In one aspect, the present invention provides a sealing apparatus for use in a tubular member. In one embodiment, the sealing apparatus includes an expandable sleeve and an expandable a toroidal or ring-shaped seal. The seal seats within a circumferential saddle or groove formed in the sleeve. An exemplary seal has an enlarged diameter portion and presents a radially outward sealing surface. During expansion, the enlarged diameter portion is compressed against the tubular member but, at least initially, the remainder of the sealing surface is not compressed. Thus, the pressure caused by compression is applied to a limited contact area between the seal and the tubular. The resulting pressure profile can include gradients or have asymmetric sections (e.g., a relatively high-pressure at the enlarged diameter portion and lower pressures in the areas adjacent the enlarged diameter portions). In one arrangement, the seal is configured to provide a gas tight seal.

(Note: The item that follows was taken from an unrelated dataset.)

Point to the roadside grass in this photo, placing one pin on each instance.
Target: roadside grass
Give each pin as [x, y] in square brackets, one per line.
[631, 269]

It should be understood that examples of the more important features of the invention have been summarized rather broadly in order that detailed description thereof that follows may be better understood, and in order that the contributions to the art may be appreciated. There are, of course, additional features of the invention that will be described hereinafter and which will form the subject of the claims appended hereto.

or a thorough understanding of the present invention, reference is made to the following detailed description of the preferred embodiments, taken in conjunction with the accompanying drawings, wherein like reference numerals designate like or similar elements throughout the several figures of the drawings and wherein:

FIG. 1 illustrates a sectional view of a prior art sealing and anchoring system;

FIG. 2 illustrates a sectional view of one embodiment of a sealing and anchoring system made in accordance with the present invention;

FIG. 3 illustrates a cross-sectional view of a sealing member made in accordance with one embodiment of the present invention;

FIG. 4 illustrates a sectional view of a sealing and anchoring arrangement made in accordance with one embodiment the present invention; and

FIG. 5 illustrates a sectional view of another sealing and anchoring arrangement made in accordance with one embodiment the present invention.

In one aspect, the present invention forms a seal by expanding a resilient sealing member into compressive engagement with an adjacent surface. While the teachings of the present invention will be discussed in the context of oil and gas applications, the teachings of the present invention can be advantageously applied to any number of applications including aerospace, medical devices, chemical processing facilities, automotive applications and other situations where conduits are used to transport or otherwise convey fluids such as liquids and gases. Moreover, while the embodiments of the present invention will be described as a gas tight seal, it should be understood that such embodiments will be also suitable in situations where a liquid seal is desired. Thus, it should be understand that the present invention is not limited to the illustrated examples discussed below.

Referring now to FIG. 2, there is shown a wellbore tool 100 that is adapted to suspend a selected wellbore tool in a section of a wellbore. In embodiments, the selected wellbore tool can be a “casing patch” that provides a long-term seal over perforations, splits, corrosion and/or leaks in wellbore tubulars (e.g., casing, liner, production tubing, etc.). Exemplary uses include water shut-off or zonal isolation applications. Additionally, wellbore tools made in accordance with the present invention can be run in any type of well including horizontal, multi-lateral, slim hole, monobore or geothermal and can be tripped into the wellbore via electric/wire line, slick line, tubing, drill pipe or coil tubing. The wellbore tool 100 when deployed patches or seals off a wellbore section having perforations or openings so that the formation fluid does not enter the bore of the wellbore tubular.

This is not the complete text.